Civil society organizations have continued to support the GFF through advocacy in the GFF implementing countries eg CSOs in Senegal, for example, reported that their participation in all stages of the investment case development contributed to the national decision to go beyond traditional health issues and include nutrition, national statistics (such as birth registration), and
gender equality as investment case priorities. Scorecards were produced by CSOs in implementing countries to improve financial accountability and transparency. These scorecards assess the progress of initiatives established to support RMNCAH-N programs in their respective nations to enhance joint accountability.
CSOs are mobilizing support for investments to support RMNCAH-N projects.

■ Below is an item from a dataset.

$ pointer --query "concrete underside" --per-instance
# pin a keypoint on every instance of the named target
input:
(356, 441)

Civil society organizations are pushing donor markets to invest in the GFF resource mobilization. CSOs in recipient countries are working to persuade governments to invest domestic resources and also do solidarity pledges during the GFF resource mobilization efforts. CSOs have been essential in
supporting and urging governments to identify and solve critical health issues. CSOs have played an important role in country decision-making processes, as well as in monitoring community concerns and needs in order to protect and promote crucial services, as well as accelerate progress on health outcomes for women, children, and adolescents.

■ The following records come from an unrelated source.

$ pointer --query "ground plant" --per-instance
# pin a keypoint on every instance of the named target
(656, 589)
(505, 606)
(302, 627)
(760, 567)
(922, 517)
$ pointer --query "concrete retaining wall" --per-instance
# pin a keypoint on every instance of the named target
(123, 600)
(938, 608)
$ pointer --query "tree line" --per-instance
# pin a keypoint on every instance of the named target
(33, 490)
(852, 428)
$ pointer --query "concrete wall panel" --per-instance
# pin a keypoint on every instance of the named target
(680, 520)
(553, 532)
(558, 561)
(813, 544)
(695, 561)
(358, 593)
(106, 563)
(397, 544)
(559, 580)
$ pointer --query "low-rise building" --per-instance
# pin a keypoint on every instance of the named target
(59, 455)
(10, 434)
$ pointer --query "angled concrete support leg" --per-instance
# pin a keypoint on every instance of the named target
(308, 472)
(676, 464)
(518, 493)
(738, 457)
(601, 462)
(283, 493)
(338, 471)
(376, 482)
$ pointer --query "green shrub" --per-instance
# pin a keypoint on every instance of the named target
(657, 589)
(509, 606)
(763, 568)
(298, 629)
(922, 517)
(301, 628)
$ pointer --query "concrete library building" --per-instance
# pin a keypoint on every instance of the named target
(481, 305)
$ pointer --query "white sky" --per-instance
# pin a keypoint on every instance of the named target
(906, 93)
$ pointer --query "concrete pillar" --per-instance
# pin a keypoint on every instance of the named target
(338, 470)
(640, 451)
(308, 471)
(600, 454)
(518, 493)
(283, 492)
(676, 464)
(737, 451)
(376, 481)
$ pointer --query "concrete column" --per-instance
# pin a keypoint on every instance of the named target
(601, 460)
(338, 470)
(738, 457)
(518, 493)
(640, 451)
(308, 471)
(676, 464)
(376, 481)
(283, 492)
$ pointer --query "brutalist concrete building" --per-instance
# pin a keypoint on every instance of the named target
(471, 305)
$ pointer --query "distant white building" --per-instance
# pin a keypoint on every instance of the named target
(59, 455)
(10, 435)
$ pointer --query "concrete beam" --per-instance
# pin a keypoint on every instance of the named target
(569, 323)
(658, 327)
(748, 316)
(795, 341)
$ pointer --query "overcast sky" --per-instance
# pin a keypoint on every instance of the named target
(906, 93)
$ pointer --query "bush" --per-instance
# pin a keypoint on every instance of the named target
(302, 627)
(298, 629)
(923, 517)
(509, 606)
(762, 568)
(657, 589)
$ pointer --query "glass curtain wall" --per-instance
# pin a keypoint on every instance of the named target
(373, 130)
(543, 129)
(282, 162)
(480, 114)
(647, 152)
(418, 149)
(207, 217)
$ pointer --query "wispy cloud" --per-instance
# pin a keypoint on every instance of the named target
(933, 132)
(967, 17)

The use of scorecards and the “CSO how to Guide” developed by advocates has made it easier to understand the GFF framework at national level and the scorecards to track government expenditure, resulting in greater support and allocations to RMNCAH-N services in implementing countries. In Ethiopia – CSOs participated in a GFF workshop in Nigeria, where they were learnt on how to evaluate their investment case and identify the quantities of funding available from the World Bank and IDA. Sierra Leone- CSOs used the GFF How to guides to engage with World Bank and government authorities to promote information sharing, resulting in greater openness in the use of funds. CSOs in Liberia CSOs were able to track success at the facility level, assisting in identifying progress of RMNCAH-N programs in their country and unlocking more monies from donors. CSOs were allowed to request access to information on how the GFF monies were being used by the Ministry of Finance by using the scorecards and
how to Guides.
In the course of implementing the advocacy initiatives CSOs face many challenges such as i. inadequate collaboration amongst CSOs though a lot of efforts have gone into this ii. Countries do not have coordinated health plans showing linkages between the various country efforts that they are aiming to be met iii. The lack of country focus was also noted in meeting vaccination
needs of children and maternal health. Some countries (e.g., Angola) were noted to have budgets for COVID-19 but not funds for other diseases that adversely affect their populations e.g., Polio, Malaria. iii. CSOs also lack the capacity around budget advocacy and analysis iv. There is little transparency around Government’s funding and how disbursements and expenditure is done.